Economia
24.03.2025 - 17:43
Il nuovo Rapporto mondiale sui salari 2024–2025 dell’Organizzazione Internazionale del Lavoro (OIL) lancia un segnale d’allarme sullo stato delle retribuzioni in Italia: il nostro Paese registra la peggior performance salariale tra le economie avanzate del G20, con una perdita del potere d’acquisto pari all’8,7% dal 2008. Un dato che pesa sul bilancio delle famiglie italiane e riflette una stagnazione di lungo corso aggravata dalla recente crisi inflattiva.

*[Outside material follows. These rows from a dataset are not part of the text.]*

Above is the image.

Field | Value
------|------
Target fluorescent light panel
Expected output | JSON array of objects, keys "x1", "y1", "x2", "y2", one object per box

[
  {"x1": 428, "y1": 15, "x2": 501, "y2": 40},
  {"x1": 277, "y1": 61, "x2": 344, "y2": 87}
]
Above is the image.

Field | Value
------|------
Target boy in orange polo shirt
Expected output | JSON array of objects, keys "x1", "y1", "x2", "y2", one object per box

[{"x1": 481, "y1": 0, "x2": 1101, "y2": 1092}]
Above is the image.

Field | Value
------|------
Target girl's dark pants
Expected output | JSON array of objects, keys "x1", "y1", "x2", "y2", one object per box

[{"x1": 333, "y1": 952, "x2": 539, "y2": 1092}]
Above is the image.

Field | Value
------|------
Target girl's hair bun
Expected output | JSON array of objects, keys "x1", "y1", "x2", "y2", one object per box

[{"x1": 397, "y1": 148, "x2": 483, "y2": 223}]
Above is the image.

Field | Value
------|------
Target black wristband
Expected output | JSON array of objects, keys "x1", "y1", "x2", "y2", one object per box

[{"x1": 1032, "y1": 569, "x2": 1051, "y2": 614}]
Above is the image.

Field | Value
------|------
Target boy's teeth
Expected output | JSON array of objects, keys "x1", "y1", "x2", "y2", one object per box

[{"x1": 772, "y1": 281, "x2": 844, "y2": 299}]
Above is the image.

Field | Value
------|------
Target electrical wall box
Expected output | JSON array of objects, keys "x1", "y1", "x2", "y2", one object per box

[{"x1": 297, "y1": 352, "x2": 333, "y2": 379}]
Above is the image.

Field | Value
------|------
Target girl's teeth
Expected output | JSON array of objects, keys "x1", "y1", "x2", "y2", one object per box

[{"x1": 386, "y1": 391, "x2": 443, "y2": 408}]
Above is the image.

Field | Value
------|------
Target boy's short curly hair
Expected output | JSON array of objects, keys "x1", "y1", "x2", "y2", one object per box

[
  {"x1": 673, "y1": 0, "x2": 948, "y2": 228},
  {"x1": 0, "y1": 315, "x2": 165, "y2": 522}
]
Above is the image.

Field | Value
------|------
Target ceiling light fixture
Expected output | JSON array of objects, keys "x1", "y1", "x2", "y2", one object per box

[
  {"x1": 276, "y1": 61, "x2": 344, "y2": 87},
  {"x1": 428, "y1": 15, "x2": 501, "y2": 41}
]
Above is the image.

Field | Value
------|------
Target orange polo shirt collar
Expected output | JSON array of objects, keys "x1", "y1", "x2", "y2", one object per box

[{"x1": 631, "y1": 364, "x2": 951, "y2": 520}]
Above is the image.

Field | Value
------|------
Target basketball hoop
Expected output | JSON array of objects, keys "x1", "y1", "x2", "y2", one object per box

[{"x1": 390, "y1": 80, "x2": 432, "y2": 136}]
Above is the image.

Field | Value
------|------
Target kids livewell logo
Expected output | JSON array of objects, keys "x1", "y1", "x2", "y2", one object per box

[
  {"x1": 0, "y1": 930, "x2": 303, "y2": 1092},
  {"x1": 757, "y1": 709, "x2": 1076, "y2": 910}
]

Il 2024 ha visto un moderato recupero dei salari reali italiani, con una crescita media del 2,3%, dopo due anni di pesanti cali: -3,3% nel 2022 e -3,2% nel 2023. Tuttavia, questo rimbalzo non è sufficiente a colmare le perdite subite durante la crisi del costo della vita. L’Italia, al contrario della Corea del Sud o degli Stati Uniti, non ha ancora recuperato i livelli salariali pre-crisi del 2008.
Il rapporto evidenzia un'anomalia preoccupante: tra il 1999 e il 2024, la produttività del lavoro in Italia è diminuita del 3%, mentre nei paesi ad alto reddito è aumentata in media del 30%. A partire dal 2022, si è verificata un’inversione di tendenza: la produttività è cresciuta più dei salari reali, segno che l’economia si muove, ma i benefici non si riflettono nelle buste paga.
L’Italia ha registrato, tra il 2022 e il 2023, un'inflazione particolarmente elevata, con un picco dell’8,7%. Le retribuzioni contrattuali orarie sono aumentate del 15% in dieci anni in termini nominali, ma sono calate di oltre 5 punti in termini reali. Le famiglie a basso reddito, che spendono oltre il 60% del proprio bilancio in beni essenziali (cibo, alloggi, utenze), sono state le più colpite, con un impatto diretto sul potere d’acquisto.
Diversamente da altri Paesi europei, in Italia non esiste un salario minimo legale. I livelli retributivi vengono determinati tramite i contratti collettivi nazionali (CCNL), che coprono una vasta gamma di lavoratori ma non sempre riescono a garantire adeguamenti efficaci nei momenti di crisi. Secondo l’OIL, nei Paesi in cui è presente un salario minimo legale, come la Spagna, si è registrata una migliore tenuta del potere d’acquisto.
L’Italia si distingue per una bassa percentuale di lavoratori con bassi salari: solo lo 0,9% guadagna meno della metà del salario mediano, contro il 3% della media dei Paesi ad alto reddito. Tuttavia, persistono forti disparità nella parte alta della distribuzione: il 10% dei lavoratori meglio pagati guadagna circa il doppio della mediana.
Anche il divario salariale di genere è inferiore alla media europea: nel 2021, il divario ponderato era del 9,3%, rispetto al 14,3% dell’UE. Ma il gap sale al 20% se si considerano le retribuzioni mensili, a causa del maggiore ricorso al part-time femminile e alla segregazione settoriale.
Uno dei dati più critici riguarda il divario salariale tra lavoratori italiani e migranti, che si attesta al 26,3%. Si tratta di una delle disuguaglianze più marcate in Europa, in crescita rispetto al 21,6% del 2006. Le lavoratrici migranti, in particolare, sono soggette a una doppia penalizzazione, di genere e di origine.
Il rapporto OIL invita i responsabili politici italiani a intervenire con misure strutturali e mirate: adeguamento più tempestivo dei salari, politiche per la produttività, rafforzamento della contrattazione collettiva e inclusione salariale per migranti e donne. In un contesto di inflazione ancora incerta e stagnazione economica, il rischio è che le disuguaglianze aumentino e la crescita diventi insostenibile.